18. "In September, we had our second son. Normally, my husband is a stay at home dad, and I go into the office every day. But since March of last year, I've felt so lucky to be home. There have been hard times, mentally and emotionally, but I still have my job, I still have my family. I've spent the first 7 months of my baby's life at home with him. We were unscathed from all this. Sometimes I feel a sense of survivor's guilt, because I know the rest of the world is hurting so deeply."
19. "I ended an abusive relationship at the beginning of COVID with no job, no home and no money. It was the hardest and scariest thing I've done as a single mom." (This reader also shared two blog posts she wrote on the subject, which she has given me permission to share with you all, in hopes it helps someone else! You can read her first post here and second post here.)
20. "A missed connection in NYC turned into a long distance correspondence. Our talks soon spanned 13 hours. From morning to night, from evening to sunrise in the three time zones between us, we confessed our inner most fears and desires and admitted our growing feelings for each other. 2020 was riddled with so many uncertainties in many different ways, but I'd never thought I would experience it in romance. Spring turned into summer and life has a funny way of evolving in other ways, too. Our 13 hour Zoom conversations whittled down to 30 minute phone calls and then finally down to absolute silence. My last few words to him were left unanswered. A ghost of a pandemic romance."
"I decided to just stop and really be kind to myself like a partner would: spoiling myself, accepting myself, pushing myself and learning to love myself."
21. "I learned that my partner is who I want by my side when shit hits the fan. We navigated graduating college in a horrible economy, a pandemic, starting new jobs (thankfully), death, social injustice etc. and they made it bearable and were able to find happiness even in those dark moments. Those goes for my friends as well. This past year made me realize who really is there for you even if it's over an awkward Zoom happy hour."

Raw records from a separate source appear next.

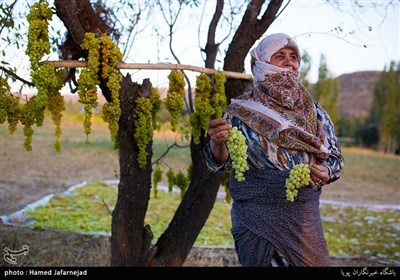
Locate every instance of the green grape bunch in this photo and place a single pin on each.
(237, 147)
(299, 176)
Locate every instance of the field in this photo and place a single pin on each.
(370, 178)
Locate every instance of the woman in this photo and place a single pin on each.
(283, 127)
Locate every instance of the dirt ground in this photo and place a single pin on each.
(28, 176)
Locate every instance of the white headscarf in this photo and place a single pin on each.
(263, 52)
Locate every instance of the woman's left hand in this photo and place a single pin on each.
(320, 176)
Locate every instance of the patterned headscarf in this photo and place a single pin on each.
(279, 107)
(263, 52)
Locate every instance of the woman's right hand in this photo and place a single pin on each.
(218, 130)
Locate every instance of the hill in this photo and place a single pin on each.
(356, 92)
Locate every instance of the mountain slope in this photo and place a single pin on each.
(356, 92)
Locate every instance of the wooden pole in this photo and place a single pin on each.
(154, 66)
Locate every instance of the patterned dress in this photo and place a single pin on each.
(267, 229)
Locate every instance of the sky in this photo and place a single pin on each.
(351, 40)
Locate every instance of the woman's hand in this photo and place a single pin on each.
(320, 175)
(218, 130)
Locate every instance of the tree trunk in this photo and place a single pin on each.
(130, 240)
(176, 242)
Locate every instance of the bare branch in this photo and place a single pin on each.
(154, 66)
(11, 73)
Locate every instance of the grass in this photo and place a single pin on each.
(87, 210)
(349, 231)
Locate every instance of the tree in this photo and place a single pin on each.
(131, 240)
(385, 108)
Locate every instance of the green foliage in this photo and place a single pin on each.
(174, 102)
(203, 108)
(349, 230)
(305, 68)
(157, 177)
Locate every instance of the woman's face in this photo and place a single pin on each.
(285, 58)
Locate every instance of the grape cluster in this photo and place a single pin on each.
(181, 182)
(174, 102)
(102, 58)
(237, 148)
(38, 38)
(144, 128)
(203, 109)
(157, 176)
(299, 176)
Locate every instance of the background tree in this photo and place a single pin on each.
(385, 108)
(326, 91)
(131, 240)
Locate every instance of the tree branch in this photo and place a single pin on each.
(154, 66)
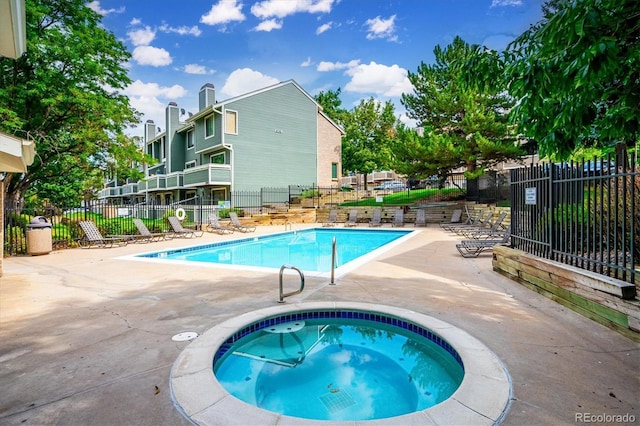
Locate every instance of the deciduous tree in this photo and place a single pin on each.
(576, 76)
(465, 124)
(65, 94)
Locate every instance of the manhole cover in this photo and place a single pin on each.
(182, 337)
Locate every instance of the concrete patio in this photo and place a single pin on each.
(86, 337)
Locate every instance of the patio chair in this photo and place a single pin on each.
(376, 219)
(486, 231)
(214, 225)
(398, 218)
(456, 215)
(472, 248)
(353, 219)
(147, 236)
(177, 230)
(421, 218)
(237, 225)
(479, 220)
(93, 237)
(332, 219)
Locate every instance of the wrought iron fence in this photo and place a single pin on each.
(583, 214)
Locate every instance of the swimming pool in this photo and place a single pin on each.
(309, 250)
(349, 365)
(482, 397)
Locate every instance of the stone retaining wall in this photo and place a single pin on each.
(606, 300)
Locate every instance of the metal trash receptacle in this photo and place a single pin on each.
(39, 240)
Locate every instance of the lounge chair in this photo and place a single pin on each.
(486, 231)
(332, 220)
(237, 225)
(478, 221)
(455, 218)
(93, 237)
(472, 248)
(147, 236)
(353, 219)
(214, 225)
(398, 218)
(421, 218)
(177, 230)
(376, 219)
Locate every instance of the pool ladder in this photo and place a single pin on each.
(282, 294)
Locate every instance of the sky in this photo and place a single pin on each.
(363, 47)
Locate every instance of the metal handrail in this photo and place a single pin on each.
(334, 248)
(283, 295)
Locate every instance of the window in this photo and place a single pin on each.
(231, 122)
(190, 139)
(208, 126)
(218, 158)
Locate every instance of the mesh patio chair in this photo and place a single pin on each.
(237, 225)
(332, 220)
(353, 219)
(398, 218)
(214, 225)
(146, 235)
(93, 237)
(180, 231)
(376, 219)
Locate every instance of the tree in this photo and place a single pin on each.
(464, 119)
(331, 105)
(64, 94)
(369, 130)
(576, 76)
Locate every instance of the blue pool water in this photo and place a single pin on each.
(339, 369)
(309, 250)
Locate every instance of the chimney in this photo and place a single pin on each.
(207, 96)
(149, 130)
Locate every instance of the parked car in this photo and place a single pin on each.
(392, 185)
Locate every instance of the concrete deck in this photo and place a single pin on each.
(86, 337)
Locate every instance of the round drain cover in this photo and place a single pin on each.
(182, 337)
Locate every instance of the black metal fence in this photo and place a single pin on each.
(582, 214)
(117, 219)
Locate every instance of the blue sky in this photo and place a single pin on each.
(364, 47)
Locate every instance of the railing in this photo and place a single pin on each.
(282, 295)
(582, 214)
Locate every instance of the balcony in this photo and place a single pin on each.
(175, 180)
(208, 174)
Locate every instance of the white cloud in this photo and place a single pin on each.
(183, 30)
(282, 8)
(498, 3)
(196, 69)
(380, 79)
(140, 89)
(325, 66)
(149, 55)
(95, 6)
(323, 28)
(268, 25)
(142, 37)
(381, 28)
(224, 12)
(245, 80)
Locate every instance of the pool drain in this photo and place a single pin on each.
(183, 337)
(337, 401)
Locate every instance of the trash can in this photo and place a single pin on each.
(39, 236)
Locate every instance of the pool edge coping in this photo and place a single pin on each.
(202, 400)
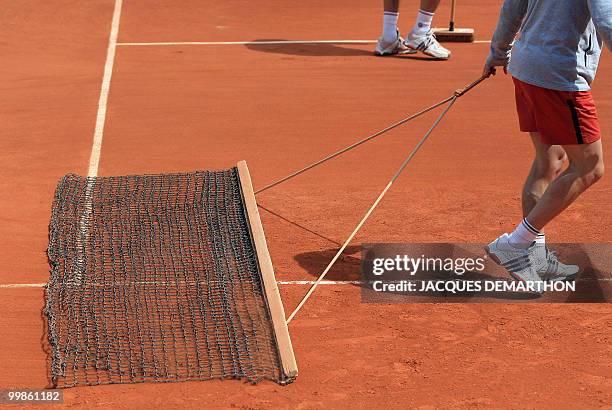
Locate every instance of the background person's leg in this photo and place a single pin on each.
(430, 5)
(585, 168)
(392, 6)
(390, 42)
(547, 165)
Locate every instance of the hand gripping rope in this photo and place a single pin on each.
(449, 101)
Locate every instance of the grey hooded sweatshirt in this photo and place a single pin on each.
(559, 41)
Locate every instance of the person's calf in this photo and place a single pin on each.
(545, 168)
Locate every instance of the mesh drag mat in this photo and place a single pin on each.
(155, 278)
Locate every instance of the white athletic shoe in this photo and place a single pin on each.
(395, 47)
(522, 264)
(428, 45)
(555, 271)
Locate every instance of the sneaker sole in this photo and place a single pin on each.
(376, 53)
(414, 50)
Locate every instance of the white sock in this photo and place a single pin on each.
(423, 23)
(390, 26)
(524, 235)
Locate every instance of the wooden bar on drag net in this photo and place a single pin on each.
(275, 304)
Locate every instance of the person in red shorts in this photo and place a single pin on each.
(552, 62)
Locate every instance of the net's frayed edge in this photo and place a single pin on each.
(50, 308)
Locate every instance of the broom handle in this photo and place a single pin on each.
(451, 25)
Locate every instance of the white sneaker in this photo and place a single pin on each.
(522, 264)
(428, 45)
(395, 47)
(555, 271)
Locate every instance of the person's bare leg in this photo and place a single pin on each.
(429, 5)
(391, 5)
(547, 165)
(585, 168)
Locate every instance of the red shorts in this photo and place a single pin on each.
(561, 117)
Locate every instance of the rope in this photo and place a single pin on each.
(458, 93)
(451, 101)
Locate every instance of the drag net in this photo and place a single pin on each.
(155, 278)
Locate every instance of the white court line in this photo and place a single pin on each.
(261, 43)
(94, 159)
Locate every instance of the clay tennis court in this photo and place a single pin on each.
(180, 106)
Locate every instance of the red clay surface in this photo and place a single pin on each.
(180, 108)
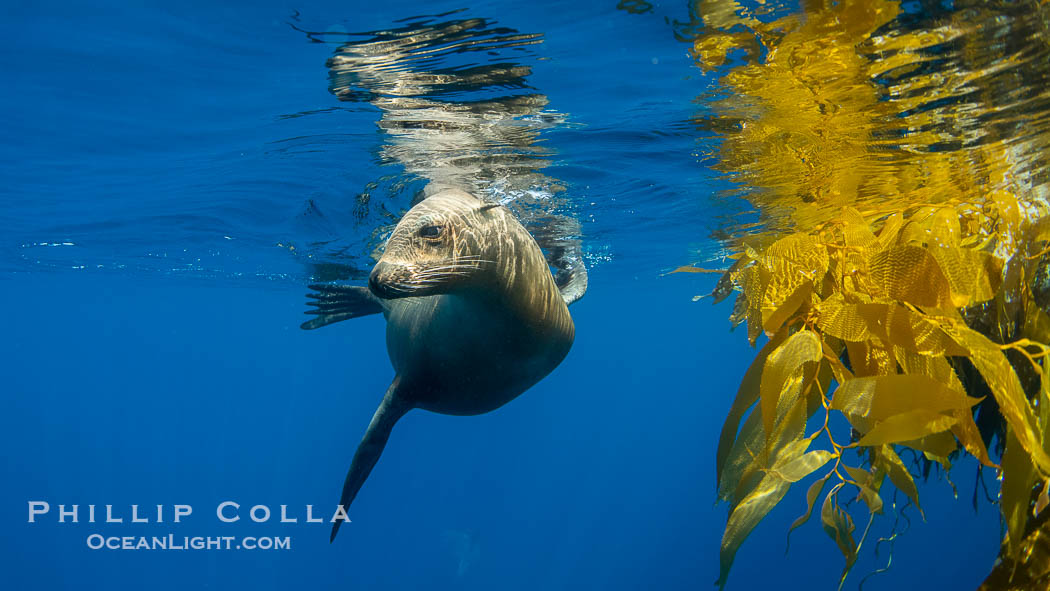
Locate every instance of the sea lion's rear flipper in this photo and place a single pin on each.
(339, 302)
(392, 408)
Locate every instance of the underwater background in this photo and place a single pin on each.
(173, 176)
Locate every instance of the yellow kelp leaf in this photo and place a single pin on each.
(756, 505)
(898, 325)
(1019, 476)
(966, 430)
(773, 318)
(1005, 386)
(753, 281)
(800, 467)
(832, 357)
(811, 499)
(936, 446)
(908, 274)
(746, 516)
(944, 228)
(889, 322)
(839, 526)
(797, 254)
(868, 485)
(868, 359)
(747, 395)
(742, 470)
(890, 230)
(1036, 324)
(726, 282)
(906, 426)
(972, 275)
(1006, 206)
(782, 376)
(936, 367)
(842, 320)
(898, 472)
(881, 397)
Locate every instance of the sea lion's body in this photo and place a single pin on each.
(474, 315)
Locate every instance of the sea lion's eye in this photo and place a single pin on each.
(432, 231)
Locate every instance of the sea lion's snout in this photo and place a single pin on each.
(382, 280)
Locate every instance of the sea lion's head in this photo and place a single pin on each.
(439, 247)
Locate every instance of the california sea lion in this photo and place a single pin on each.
(474, 316)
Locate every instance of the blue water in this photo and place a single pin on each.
(158, 163)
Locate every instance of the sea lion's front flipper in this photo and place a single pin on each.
(392, 408)
(339, 302)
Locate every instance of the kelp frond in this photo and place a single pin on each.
(904, 236)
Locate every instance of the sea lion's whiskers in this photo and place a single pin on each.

22. "My partner and I have no seen each other since March 18, 2020. We were on vacation in Mexico when COVID was declared a pandemic and we flew home to our separate destinations. Prior to the pandemic, we didn't mind being long distance because we traveled around the world together. Now, separated by closed borders for 13 months and counting, we're rethinking distance. I try not to think about the situation because I always end up sobbing. I even miss the mundane moments, like discussing how to flush the toilet. Now I'm looking for a job overseas so that we can be together."
23. "Moved in with my boyfriend and a year later, I can actually call him my partner.
I went through a period of mourning that I didn't realize I needed until I was in the midst of it. Truly mourning my single life, I spent so much time working to get to a place of pure bliss as a single person the years before meeting my boyfriend that when it came time to giving up my last bit of 'just me' which was my studio apartment that was with me through the whole time, it was really hard. I didn't realize I felt that way until we moved into together. Plus, not just moving in together but working on the same sofa. The first few months were hard but once I came out of my mourning and let myself have that time, I truly felt like a fully bloomed flower. And now I know the true meaning of partner."
24. "Man, COVID shattered it all for me. From reshaping my view of myself to reminding me why I married my husband. COVID was hard but it only brought us closer. We have been tested many times during our decade together and without fail we have always grown closer during hard times.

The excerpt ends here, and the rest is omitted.